PINEAPPLE RESOURCES BERHAD
AUDIT AND RISK MANAGEMENT COMMITTEE
TERMS OF REFERENCE
The primary objectives of the Audit and Risk Management Committee (“ARMC”) include the following:
- to safeguard the interests of all shareholders including the minority shareholders;
- to assist in discharging the responsibilities of the Board of Directors as they relate to the Company’s management and internal controls, accounting policies and financial reporting; and
- to provide, by way of regular meetings, a line of communication between the Board, and the internal and external auditors.
The ARMC shall be appointed by the Board from amongst its members and shall consist of no fewer than three members, none of whom shall be alternate directors.
All the ARMC members must be non-executive directors, with the majority of the members, including the Chairman of the ARMC, shall be independent directors.
At least one member shall be a member of the Malaysian Institute of Accountants or a person approved under subparagraph 15.09(1)(c)(ii) of Bursa Malaysia ACE Market Listing Requirements.
Any vacancy resulting in the non-compliance of subparagraph 15.09(1) of Bursa Malaysia ACE Market Listing Requirements shall be filled within three months, and the Board shall review the terms of office and performance of the ARMC and each of its members at least once every three years to determine whether they have carried out their duties in accordance with their terms of reference.
The ARMC shall have the authority to investigate any matter within its terms of reference, and the resources required to perform its duties.
It shall also have full and unrestricted access to any information pertaining to the Company, and have direct communication channels with the external and internal auditors.
The ARMC should be able to obtain independent professional or other advice, and be able to convene meetings with the external auditors, excluding the attendance of its executive members, whenever deemed necessary.
The ARMC shall meet at least four times a year, and as many times as it deems necessary.
The majority of members present shall be independent directors in order to form a quorum.
The Company Secretary of the Company shall act as the Secretary of the ARMC, and shall draw up an agenda for circulation together with the relevant support papers at least one week prior to each meeting to the members.
The Company Secretary shall also be responsible for keeping the minutes of the meetings, which shall be circulated to the members of the Board as well.
The ARMC shall meet at least twice a year with the management and the internal and external auditors in separate sessions without the presence of any executive Board member.
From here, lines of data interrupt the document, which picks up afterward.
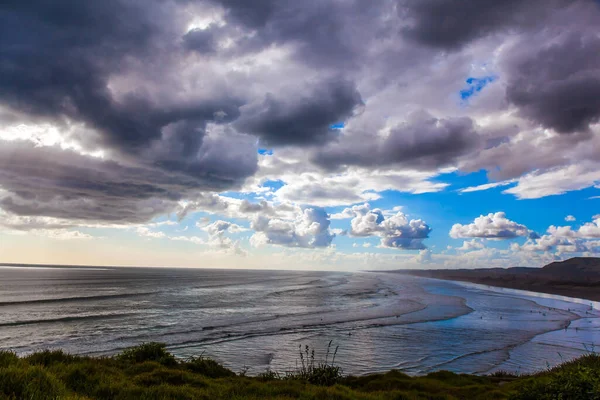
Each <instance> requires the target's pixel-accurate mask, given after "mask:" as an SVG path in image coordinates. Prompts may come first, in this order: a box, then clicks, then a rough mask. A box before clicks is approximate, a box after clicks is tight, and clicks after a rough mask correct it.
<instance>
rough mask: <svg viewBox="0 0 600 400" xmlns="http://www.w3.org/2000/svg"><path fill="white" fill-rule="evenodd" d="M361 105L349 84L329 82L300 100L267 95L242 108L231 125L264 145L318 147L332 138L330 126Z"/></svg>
mask: <svg viewBox="0 0 600 400" xmlns="http://www.w3.org/2000/svg"><path fill="white" fill-rule="evenodd" d="M361 104H362V100H361V97H360V93H358V91H357V90H356V87H355V86H354V84H353V83H352V82H348V81H346V80H340V79H333V80H330V81H326V82H323V83H321V84H319V85H317V87H316V89H315V90H314V91H313V92H312V93H309V94H308V95H306V96H302V97H290V98H276V97H275V96H273V95H271V94H268V95H267V96H266V97H265V99H264V100H263V101H262V102H259V103H256V104H251V105H248V106H247V107H245V108H243V110H242V116H241V117H240V119H239V120H238V121H236V123H235V126H236V127H237V129H238V130H239V131H241V132H247V133H251V134H253V135H256V136H258V137H259V138H260V139H261V142H262V143H263V144H265V145H268V146H277V145H289V144H294V145H311V144H318V143H323V142H325V141H327V140H330V139H332V138H333V137H335V135H336V134H335V132H333V131H332V129H331V128H330V126H331V125H332V124H335V123H338V122H340V121H344V120H345V119H346V118H348V117H350V116H351V115H352V113H353V111H354V110H355V109H356V107H358V106H360V105H361Z"/></svg>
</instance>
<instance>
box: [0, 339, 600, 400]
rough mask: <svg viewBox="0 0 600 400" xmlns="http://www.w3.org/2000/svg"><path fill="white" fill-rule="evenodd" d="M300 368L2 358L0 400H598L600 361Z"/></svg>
mask: <svg viewBox="0 0 600 400" xmlns="http://www.w3.org/2000/svg"><path fill="white" fill-rule="evenodd" d="M300 350H301V352H300V354H301V357H300V367H299V368H298V369H297V370H296V371H294V372H292V373H287V374H285V375H280V374H277V373H274V372H266V373H264V374H262V375H261V376H257V377H247V376H243V375H240V374H235V373H234V372H233V371H230V370H228V369H226V368H224V367H222V366H221V365H219V364H218V363H216V362H215V361H213V360H211V359H209V358H205V357H198V358H191V359H188V360H177V359H176V358H175V357H173V356H172V355H171V354H169V353H168V352H167V351H166V350H165V347H164V345H162V344H159V343H146V344H143V345H140V346H138V347H134V348H131V349H128V350H126V351H124V352H123V353H121V354H118V355H116V356H114V357H104V358H92V357H83V356H73V355H69V354H65V353H63V352H62V351H44V352H38V353H34V354H31V355H29V356H26V357H22V358H19V357H17V356H16V355H15V354H14V353H11V352H6V351H4V352H3V351H0V399H19V400H21V399H27V400H38V399H40V400H41V399H44V400H45V399H80V400H81V399H264V398H269V399H339V400H344V399H348V400H350V399H365V400H367V399H368V400H376V399H397V400H403V399H438V400H443V399H486V400H487V399H514V400H546V399H548V400H549V399H564V400H566V399H569V400H579V399H581V400H600V356H598V355H594V354H590V355H587V356H584V357H582V358H580V359H578V360H576V361H572V362H568V363H565V364H563V365H561V366H559V367H556V368H553V369H551V370H548V371H544V372H541V373H539V374H535V375H529V376H518V377H517V376H514V375H510V374H502V373H499V374H495V375H493V376H476V375H465V374H460V375H459V374H454V373H451V372H447V371H441V372H435V373H431V374H429V375H426V376H421V377H409V376H407V375H405V374H403V373H401V372H399V371H390V372H388V373H385V374H376V375H369V376H363V377H350V376H342V373H341V370H340V369H339V367H337V366H335V365H334V364H333V362H331V363H328V362H327V361H326V362H321V363H316V362H315V358H314V352H309V351H308V348H305V349H304V350H303V349H300Z"/></svg>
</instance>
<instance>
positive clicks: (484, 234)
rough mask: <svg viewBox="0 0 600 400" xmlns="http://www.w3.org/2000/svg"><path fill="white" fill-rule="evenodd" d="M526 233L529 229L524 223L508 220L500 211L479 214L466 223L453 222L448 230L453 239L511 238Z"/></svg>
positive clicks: (518, 236) (499, 238)
mask: <svg viewBox="0 0 600 400" xmlns="http://www.w3.org/2000/svg"><path fill="white" fill-rule="evenodd" d="M528 235H529V229H527V227H526V226H525V225H521V224H519V223H517V222H514V221H511V220H509V219H508V218H506V214H505V213H504V212H501V211H500V212H497V213H490V214H488V215H481V216H479V217H477V218H475V220H474V221H473V222H472V223H470V224H467V225H462V224H454V225H453V226H452V229H451V230H450V237H452V238H454V239H459V238H482V239H512V238H516V237H519V236H528Z"/></svg>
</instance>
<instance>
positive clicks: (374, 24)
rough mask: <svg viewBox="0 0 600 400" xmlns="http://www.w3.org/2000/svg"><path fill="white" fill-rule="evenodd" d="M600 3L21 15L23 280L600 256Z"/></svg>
mask: <svg viewBox="0 0 600 400" xmlns="http://www.w3.org/2000/svg"><path fill="white" fill-rule="evenodd" d="M599 26H600V2H598V1H595V0H529V1H521V0H505V1H497V0H462V1H458V0H371V1H368V2H366V1H363V0H318V1H317V0H307V1H302V2H298V1H294V0H253V1H249V0H197V1H194V0H144V1H141V0H104V1H101V2H96V1H85V2H82V1H79V0H64V1H61V2H48V1H45V0H29V1H27V2H22V1H4V2H2V4H1V5H0V262H8V263H42V264H78V265H138V266H181V267H216V268H273V269H313V270H364V269H370V270H379V269H398V268H477V267H513V266H532V267H535V266H543V265H545V264H547V263H549V262H552V261H555V260H561V259H566V258H570V257H574V256H598V255H599V253H600V33H599V32H600V31H599V30H598V27H599Z"/></svg>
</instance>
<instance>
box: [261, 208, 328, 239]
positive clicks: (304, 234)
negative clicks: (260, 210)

The functions of the ARM Committee include the following:
- To review, and report the same to the Board:
- with the external auditors, the nature and scope of its audit plan, its evaluation of the system of internal controls and its audit report;
- the assistance given by the Company’s employees to the external auditors;
- the adequacy of the scope, functions and resources of the internal audit functions and that it has the necessary authority to carry out its work;
- the internal audit programme, processes, the results of the internal audit programme, processes or investigation undertaken and whether or not appropriate action is taken on the recommendations of the internal audit function;
- the quarterly results and year-end financial statements prior to the approval by the Board, focusing on:
- changes in or implementation of major accounting policy changes;
- significant and unusual events; and
- compliance with accounting standards and other legal requirements;
- any problems or reservations arising from the interim and final audits, and any matter which the external auditors may wish to discuss (in the absence of management where necessary);
- the external auditors’ management letter, and management’s response;
- any related party transactions and conflict of interests situation that may arise within the Company or Group including any transactions, procedures or course of conducts that raises questions of management integrity; and
- the appointment of the external auditors, their audit fees and any questions of its dismissal or resignation
- To recommend the nomination of the external auditors.
- To consider other matters as defined by the Board.